Namun, Evergrande dikenal dengan perusahaan yang agresif dalam mengandalkan leverage. Menggunakan utang sebagai bahan bakar penggerak bisnisnya, strategi ini jelas memiliki risiko yang tinggi.
Menilik beberapa tahun terakhir, berita tentang "kota hantu" di China sering terdengar di berbagai media. Agresivitas perusahaan properti dalam membangun kota-kota baru sebagai penyokong industri dinilai tidak seimbang dengan demand yang ada.

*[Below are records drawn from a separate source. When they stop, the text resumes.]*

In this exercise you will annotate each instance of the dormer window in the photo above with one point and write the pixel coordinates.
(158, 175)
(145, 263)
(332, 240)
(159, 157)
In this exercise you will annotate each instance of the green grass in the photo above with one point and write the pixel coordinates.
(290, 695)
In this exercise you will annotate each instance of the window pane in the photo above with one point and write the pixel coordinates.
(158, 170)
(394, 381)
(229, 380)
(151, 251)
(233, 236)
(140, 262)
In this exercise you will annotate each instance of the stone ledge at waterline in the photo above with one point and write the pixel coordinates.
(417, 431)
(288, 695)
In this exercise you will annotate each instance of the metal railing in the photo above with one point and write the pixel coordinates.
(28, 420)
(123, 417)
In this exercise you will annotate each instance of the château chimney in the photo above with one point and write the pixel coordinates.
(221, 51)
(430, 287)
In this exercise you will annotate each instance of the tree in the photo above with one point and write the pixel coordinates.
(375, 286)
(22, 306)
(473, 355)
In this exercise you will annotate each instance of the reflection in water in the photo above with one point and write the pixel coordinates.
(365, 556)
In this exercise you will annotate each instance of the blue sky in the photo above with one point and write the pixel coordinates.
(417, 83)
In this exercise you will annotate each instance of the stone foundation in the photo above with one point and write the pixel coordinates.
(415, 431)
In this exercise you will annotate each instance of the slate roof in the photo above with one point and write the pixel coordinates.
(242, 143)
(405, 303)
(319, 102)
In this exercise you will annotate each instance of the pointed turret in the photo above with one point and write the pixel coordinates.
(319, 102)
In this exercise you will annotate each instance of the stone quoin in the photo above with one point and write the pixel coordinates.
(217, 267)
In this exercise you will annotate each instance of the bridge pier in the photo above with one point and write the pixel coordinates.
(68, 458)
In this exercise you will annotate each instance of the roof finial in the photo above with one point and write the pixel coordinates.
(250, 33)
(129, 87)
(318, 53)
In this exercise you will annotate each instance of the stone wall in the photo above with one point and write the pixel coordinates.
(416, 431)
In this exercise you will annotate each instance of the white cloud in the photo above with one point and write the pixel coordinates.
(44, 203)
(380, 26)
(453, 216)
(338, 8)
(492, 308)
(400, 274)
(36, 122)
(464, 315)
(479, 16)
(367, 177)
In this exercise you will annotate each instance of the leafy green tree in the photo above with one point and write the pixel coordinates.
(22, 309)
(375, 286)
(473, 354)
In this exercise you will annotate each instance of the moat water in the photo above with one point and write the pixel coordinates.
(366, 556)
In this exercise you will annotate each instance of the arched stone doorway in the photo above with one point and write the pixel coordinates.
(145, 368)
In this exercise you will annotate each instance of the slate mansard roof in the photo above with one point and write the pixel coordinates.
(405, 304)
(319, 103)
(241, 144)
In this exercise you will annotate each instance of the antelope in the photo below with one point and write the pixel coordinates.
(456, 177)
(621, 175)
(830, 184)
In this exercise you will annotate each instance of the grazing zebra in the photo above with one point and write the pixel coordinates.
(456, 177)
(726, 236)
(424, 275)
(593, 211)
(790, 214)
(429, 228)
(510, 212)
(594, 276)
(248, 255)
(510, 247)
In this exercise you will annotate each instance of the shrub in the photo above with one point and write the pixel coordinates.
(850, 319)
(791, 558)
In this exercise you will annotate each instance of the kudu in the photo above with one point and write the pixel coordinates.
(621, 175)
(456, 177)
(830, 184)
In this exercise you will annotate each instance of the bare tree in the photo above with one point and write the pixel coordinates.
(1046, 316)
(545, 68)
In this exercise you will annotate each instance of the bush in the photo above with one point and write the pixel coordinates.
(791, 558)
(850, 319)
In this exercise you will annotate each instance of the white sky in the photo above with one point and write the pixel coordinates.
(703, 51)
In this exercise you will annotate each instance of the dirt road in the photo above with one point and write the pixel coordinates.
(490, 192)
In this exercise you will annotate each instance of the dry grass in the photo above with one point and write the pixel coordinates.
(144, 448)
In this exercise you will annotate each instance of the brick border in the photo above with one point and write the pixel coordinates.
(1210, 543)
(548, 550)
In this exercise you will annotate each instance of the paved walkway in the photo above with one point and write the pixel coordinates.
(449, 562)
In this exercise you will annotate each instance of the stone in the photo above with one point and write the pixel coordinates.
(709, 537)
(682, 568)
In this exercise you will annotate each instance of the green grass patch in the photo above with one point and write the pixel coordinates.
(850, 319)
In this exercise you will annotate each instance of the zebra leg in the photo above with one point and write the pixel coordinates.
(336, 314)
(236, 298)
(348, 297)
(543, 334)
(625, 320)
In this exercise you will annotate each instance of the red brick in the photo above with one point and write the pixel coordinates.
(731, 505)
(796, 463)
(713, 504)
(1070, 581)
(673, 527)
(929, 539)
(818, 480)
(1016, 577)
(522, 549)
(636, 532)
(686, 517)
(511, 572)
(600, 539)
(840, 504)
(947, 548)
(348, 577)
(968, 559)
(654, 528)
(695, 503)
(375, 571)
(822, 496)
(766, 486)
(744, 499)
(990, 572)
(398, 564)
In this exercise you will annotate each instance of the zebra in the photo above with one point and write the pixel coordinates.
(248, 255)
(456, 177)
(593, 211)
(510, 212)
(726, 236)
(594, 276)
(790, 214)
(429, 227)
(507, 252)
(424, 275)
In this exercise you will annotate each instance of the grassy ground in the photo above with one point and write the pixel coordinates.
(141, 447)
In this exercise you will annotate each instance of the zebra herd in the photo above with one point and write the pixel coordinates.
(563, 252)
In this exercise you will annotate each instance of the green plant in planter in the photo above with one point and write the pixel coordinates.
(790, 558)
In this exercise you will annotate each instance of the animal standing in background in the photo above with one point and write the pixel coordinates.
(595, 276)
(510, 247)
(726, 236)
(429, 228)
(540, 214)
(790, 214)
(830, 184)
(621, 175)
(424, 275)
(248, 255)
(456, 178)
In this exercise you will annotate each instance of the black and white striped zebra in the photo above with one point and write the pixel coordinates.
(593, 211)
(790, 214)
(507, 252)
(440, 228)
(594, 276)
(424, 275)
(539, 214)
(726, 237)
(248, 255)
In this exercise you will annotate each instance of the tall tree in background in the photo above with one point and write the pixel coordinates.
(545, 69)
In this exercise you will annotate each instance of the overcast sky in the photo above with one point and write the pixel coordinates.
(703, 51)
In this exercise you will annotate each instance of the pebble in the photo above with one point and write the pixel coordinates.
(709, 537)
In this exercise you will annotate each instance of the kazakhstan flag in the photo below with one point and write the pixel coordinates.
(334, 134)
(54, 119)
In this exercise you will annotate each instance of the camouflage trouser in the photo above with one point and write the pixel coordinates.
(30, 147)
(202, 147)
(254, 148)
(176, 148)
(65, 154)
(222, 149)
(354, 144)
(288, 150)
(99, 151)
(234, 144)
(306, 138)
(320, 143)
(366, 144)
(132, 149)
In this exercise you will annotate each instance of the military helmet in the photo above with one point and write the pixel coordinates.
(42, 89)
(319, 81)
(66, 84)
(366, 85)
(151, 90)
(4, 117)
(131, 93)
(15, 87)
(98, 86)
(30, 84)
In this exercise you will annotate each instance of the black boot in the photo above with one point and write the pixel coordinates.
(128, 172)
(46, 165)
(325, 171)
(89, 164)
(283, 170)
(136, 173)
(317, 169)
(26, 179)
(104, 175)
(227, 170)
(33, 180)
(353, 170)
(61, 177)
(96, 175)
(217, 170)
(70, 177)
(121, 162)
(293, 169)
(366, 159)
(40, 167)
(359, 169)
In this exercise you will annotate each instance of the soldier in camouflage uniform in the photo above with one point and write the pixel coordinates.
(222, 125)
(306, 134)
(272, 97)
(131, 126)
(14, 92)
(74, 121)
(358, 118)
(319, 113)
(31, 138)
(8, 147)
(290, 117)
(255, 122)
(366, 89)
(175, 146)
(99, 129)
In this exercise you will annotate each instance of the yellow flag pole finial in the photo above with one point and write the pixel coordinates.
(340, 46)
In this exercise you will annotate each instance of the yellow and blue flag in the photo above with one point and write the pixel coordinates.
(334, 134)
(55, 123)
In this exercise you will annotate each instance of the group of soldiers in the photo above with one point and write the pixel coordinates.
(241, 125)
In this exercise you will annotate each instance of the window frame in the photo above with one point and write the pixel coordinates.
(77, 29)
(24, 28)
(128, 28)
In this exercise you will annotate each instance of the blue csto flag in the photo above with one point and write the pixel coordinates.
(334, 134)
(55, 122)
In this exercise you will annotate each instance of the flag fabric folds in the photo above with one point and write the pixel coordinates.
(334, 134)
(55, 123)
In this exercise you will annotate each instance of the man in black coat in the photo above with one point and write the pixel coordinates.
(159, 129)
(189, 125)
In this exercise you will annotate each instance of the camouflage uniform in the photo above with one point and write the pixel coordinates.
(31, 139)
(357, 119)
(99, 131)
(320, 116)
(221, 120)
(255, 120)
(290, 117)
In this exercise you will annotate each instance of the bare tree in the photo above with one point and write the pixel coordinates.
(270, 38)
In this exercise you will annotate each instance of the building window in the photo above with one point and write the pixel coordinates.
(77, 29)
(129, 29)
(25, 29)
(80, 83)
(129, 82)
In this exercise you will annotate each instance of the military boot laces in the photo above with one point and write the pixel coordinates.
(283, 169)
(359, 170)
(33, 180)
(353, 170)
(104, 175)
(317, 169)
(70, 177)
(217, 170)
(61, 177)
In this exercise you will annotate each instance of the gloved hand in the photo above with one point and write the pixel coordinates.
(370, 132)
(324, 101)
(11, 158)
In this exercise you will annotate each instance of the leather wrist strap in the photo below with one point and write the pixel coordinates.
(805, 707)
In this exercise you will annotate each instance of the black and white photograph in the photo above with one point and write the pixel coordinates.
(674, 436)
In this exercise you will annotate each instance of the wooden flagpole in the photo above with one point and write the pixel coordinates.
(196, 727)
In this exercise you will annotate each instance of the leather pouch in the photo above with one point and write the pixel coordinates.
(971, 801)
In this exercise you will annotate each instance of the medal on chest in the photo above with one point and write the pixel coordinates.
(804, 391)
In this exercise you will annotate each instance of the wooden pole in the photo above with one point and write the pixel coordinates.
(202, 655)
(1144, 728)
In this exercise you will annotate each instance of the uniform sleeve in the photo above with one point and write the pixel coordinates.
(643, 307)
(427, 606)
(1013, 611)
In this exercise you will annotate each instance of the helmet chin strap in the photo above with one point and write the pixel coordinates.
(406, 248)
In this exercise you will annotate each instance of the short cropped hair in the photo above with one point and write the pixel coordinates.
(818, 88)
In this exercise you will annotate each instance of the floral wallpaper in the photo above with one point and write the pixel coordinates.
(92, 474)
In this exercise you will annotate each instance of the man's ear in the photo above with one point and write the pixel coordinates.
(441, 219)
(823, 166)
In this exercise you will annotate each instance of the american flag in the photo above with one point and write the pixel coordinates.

Akibatnya banyak proyek-proyek residensial yang bisa dibilang tidak berpenghuni. Salah satunya adalah proyek Evergrande yaitu Evergrande Splendor Kunming. Beberapa proyek Evergrande lainnya juga mengalami tekanan karena rendahnya penjualan, ditambah imbas dampak pandemi Covid-19.
Padahal Evergrande menggunakan utang-utang bank dan obligasi global untuk mendanai ambisi bisnisnya, sehingga ketika pendapatan tersendat, neraca keuangan perusahaan menjadi kurang sehat.
Menariknya, pemerintah China ikut andil dalam situasi sulit yang dihadapi Evergrande saat ini. Peraturan "Three Red Lines" yang diterbitkan Xi Jinping pada akhir 2020 lalu menyeret Evergrande ke dalam masalah besar.
Regulasi tersebut mengatur secara ketat rasio utang perusahaan sehingga membuat Evergrande kesulitan mencari jalan keluar. Namun tentu saja, dengan eksposur risiko gagal bayar Evergrande, pemerintah China juga tidak bisa tinggal diam.
Pemerintahan Xi Jinping kini dihadapkan pada persoalan ekonomi yang cukup menantang, dan oleh karenanya masyarakat global sangat menyoroti langkah apa yang akan diambil oleh Beijing.
Dunia Waspada
Menteri Keuangan Indonesia, Sri Mulyani Indrawati, dalam konferensi pers APBN Kamis lalu (24/9) menyampaikan bahwa Indonesia perlu mewaspadai risiko stabilitas keuangan yang dapat dipicu dari potensi gagal bayarnya Evergrande.
Bagaimanapun jika terjadi kontraksi di perekonomian China, maka mau tidak mau akan mempengaruhi stabilitas ekonomi global, termasuk Indonesia.
Gubernur BI, Perry Warjiyo juga mengungkapkan bahwa dampak yang terjadi di Tiongkok dapat berpengaruh pada ketidakpastian pasar keuangan global. Namun dari sisi internal, kondisi perekonomian RI masih dalam level yang positif.